Can they kick it? Yes they can. And punch it, too.
Updated November 28, 2018: New entries added
You might be the world's gentlest vegan pacifist, with a subscription to The Guardian and a CND sticker on the bumper of your electric car. But put you in front of a good fighting game, and we guarantee you'll be baying for the blood of your rival.
A good beat-'em-up gets the adrenaline pumping like few other genres, but they can come in a variety of forms. They can also be joyous, humorous, and even thoughtful experiences.
The following list contains scrolling brawlers, one-on-one pugilism sims, fantasy hack-and-slashers, and strategic simulators. All proof that there's more than one way to punch a digital man. Which really should be a saying.
The name and publisher might have changed, but following its relaunch Skullgirls remains one of the most thoughtful console game reworkings on mobile.

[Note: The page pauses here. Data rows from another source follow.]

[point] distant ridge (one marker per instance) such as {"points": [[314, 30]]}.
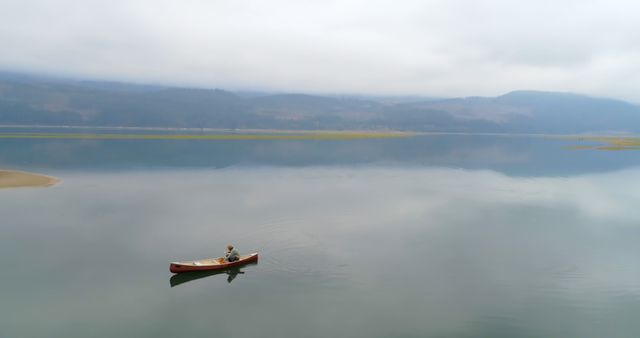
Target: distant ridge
{"points": [[32, 100]]}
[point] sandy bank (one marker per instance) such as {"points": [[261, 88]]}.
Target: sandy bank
{"points": [[16, 179]]}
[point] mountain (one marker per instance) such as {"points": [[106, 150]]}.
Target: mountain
{"points": [[28, 100]]}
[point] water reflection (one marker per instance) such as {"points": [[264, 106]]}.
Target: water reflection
{"points": [[186, 277], [346, 252]]}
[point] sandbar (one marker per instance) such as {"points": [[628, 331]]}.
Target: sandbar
{"points": [[18, 179]]}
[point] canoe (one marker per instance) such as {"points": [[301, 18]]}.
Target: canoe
{"points": [[211, 264]]}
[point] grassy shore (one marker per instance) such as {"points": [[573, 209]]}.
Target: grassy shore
{"points": [[17, 179], [608, 142]]}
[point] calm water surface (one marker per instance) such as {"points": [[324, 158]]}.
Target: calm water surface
{"points": [[431, 236]]}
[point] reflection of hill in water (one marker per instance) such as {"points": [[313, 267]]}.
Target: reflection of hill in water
{"points": [[512, 155], [186, 277]]}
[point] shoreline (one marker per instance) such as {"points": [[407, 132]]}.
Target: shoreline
{"points": [[20, 179]]}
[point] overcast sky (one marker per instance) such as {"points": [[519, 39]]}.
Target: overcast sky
{"points": [[421, 47]]}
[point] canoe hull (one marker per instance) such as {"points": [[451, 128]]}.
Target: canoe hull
{"points": [[178, 267]]}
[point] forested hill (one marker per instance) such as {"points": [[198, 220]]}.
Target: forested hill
{"points": [[41, 101]]}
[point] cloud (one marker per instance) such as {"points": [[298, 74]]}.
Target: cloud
{"points": [[458, 47]]}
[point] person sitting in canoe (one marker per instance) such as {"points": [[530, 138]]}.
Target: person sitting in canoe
{"points": [[231, 255]]}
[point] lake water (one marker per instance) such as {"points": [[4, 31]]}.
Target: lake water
{"points": [[427, 236]]}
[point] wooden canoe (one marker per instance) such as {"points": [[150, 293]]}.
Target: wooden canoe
{"points": [[211, 264]]}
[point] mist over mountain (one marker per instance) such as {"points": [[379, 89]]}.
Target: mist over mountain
{"points": [[28, 100]]}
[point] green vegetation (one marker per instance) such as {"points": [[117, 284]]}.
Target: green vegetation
{"points": [[299, 136]]}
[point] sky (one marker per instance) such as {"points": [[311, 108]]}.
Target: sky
{"points": [[410, 47]]}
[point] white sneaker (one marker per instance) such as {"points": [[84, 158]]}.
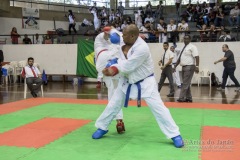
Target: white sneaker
{"points": [[220, 89]]}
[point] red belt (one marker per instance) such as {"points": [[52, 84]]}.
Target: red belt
{"points": [[101, 52]]}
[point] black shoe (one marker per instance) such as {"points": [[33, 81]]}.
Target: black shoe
{"points": [[170, 95], [181, 100], [34, 94], [189, 100]]}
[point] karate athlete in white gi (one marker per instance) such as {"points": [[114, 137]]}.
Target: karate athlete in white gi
{"points": [[105, 51], [135, 67]]}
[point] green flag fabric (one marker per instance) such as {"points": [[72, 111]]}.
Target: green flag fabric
{"points": [[85, 59]]}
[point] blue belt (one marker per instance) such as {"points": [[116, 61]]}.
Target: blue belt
{"points": [[139, 93]]}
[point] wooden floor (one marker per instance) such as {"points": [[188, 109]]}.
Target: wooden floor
{"points": [[203, 94]]}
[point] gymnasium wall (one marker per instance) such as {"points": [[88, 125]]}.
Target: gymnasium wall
{"points": [[62, 58]]}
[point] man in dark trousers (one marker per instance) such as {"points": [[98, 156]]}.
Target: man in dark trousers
{"points": [[1, 60], [166, 67], [189, 60], [229, 68]]}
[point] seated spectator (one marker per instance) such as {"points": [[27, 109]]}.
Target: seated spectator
{"points": [[149, 18], [225, 36], [121, 8], [94, 7], [148, 9], [158, 11], [203, 33], [47, 40], [234, 16], [14, 35], [38, 39], [33, 77], [124, 25], [212, 34], [138, 21], [26, 40], [182, 28], [147, 32], [111, 16], [162, 29]]}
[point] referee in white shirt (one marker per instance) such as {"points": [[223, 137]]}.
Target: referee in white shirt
{"points": [[189, 60], [166, 67]]}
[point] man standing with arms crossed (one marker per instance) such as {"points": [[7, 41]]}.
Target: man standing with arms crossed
{"points": [[189, 60], [135, 67]]}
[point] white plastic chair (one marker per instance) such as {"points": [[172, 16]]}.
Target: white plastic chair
{"points": [[7, 75], [25, 89], [205, 73]]}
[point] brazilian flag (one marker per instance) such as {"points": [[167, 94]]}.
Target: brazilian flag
{"points": [[85, 59]]}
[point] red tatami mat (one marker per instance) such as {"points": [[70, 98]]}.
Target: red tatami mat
{"points": [[220, 143], [24, 104], [40, 133]]}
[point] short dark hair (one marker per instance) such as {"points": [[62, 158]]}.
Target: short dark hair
{"points": [[226, 46], [30, 58], [187, 35], [166, 43]]}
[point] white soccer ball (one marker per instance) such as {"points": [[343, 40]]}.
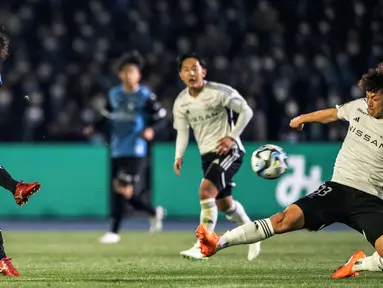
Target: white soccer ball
{"points": [[269, 161]]}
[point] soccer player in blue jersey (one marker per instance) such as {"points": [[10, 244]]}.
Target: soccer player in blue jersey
{"points": [[21, 191], [135, 115]]}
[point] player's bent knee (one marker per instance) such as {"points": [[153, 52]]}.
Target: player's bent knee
{"points": [[379, 246], [123, 188], [289, 220], [207, 190], [224, 204]]}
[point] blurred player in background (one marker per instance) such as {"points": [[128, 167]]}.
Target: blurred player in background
{"points": [[21, 191], [135, 117], [353, 196], [207, 107]]}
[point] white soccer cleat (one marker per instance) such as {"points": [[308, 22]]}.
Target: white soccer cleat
{"points": [[156, 221], [254, 250], [193, 253], [110, 238]]}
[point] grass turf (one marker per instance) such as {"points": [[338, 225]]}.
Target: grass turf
{"points": [[75, 259]]}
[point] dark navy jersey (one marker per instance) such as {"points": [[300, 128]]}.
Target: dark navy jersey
{"points": [[130, 114]]}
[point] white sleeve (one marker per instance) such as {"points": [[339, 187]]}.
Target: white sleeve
{"points": [[344, 110], [181, 124], [181, 142], [238, 104], [180, 120]]}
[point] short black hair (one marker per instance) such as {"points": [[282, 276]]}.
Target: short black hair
{"points": [[133, 58], [194, 55], [372, 81], [4, 44]]}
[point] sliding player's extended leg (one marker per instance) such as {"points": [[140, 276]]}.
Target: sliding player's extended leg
{"points": [[252, 232], [236, 213]]}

The graphics are stunning, the touch controls work brilliantly, and combat is fast and fluid.
A convincing take on arguably the most brutal professional sport in the world. EA Sports UFC features solid swipe-based combat and lots of grizzled men being mean to each other in some fairly extreme ways.
Marvel Contest of Champions lets you pitch your favourite Marvel heroes against each other in gloriously animated one-on-one fights. The combat is a tad simplistic, but it has a certain tactile appeal to it that's tough to resist.
Chair's opulent hack-and-slash series has influenced a fair few App Store brawlers in its time. It's a tactical, weighty action game full of parries and blocks and desperate lunges. The second one's the best.
If you want a more modern reflection of the KoF series, then look no further than The King of Fighters-i 2012. It's based on The King of Fighters XIII, one of the best arcade and console fighting games of 2010, and it works splendidly on mobile.
Despite being a slick tribute to the action platformers of the early '90s, Dan the Man also manages to squeeze in a steadily expanding range of hand-to-hand combat moves to make it quite the accomplished brawler.
Combo Crew might evoke memories of classic scrolling brawlers of old, but it's been built from the ground up with mobile play in mind. There are no virtual controls here - just a tactile and intuitive swipe-based system.
With the latest attempt to make Tekken work on mobile, Namco has turned to Marvel's Contest of Champions for inspiration. The result is a fluid brawler that perhaps wisely trades a fair amount of depth in favour of accessibility.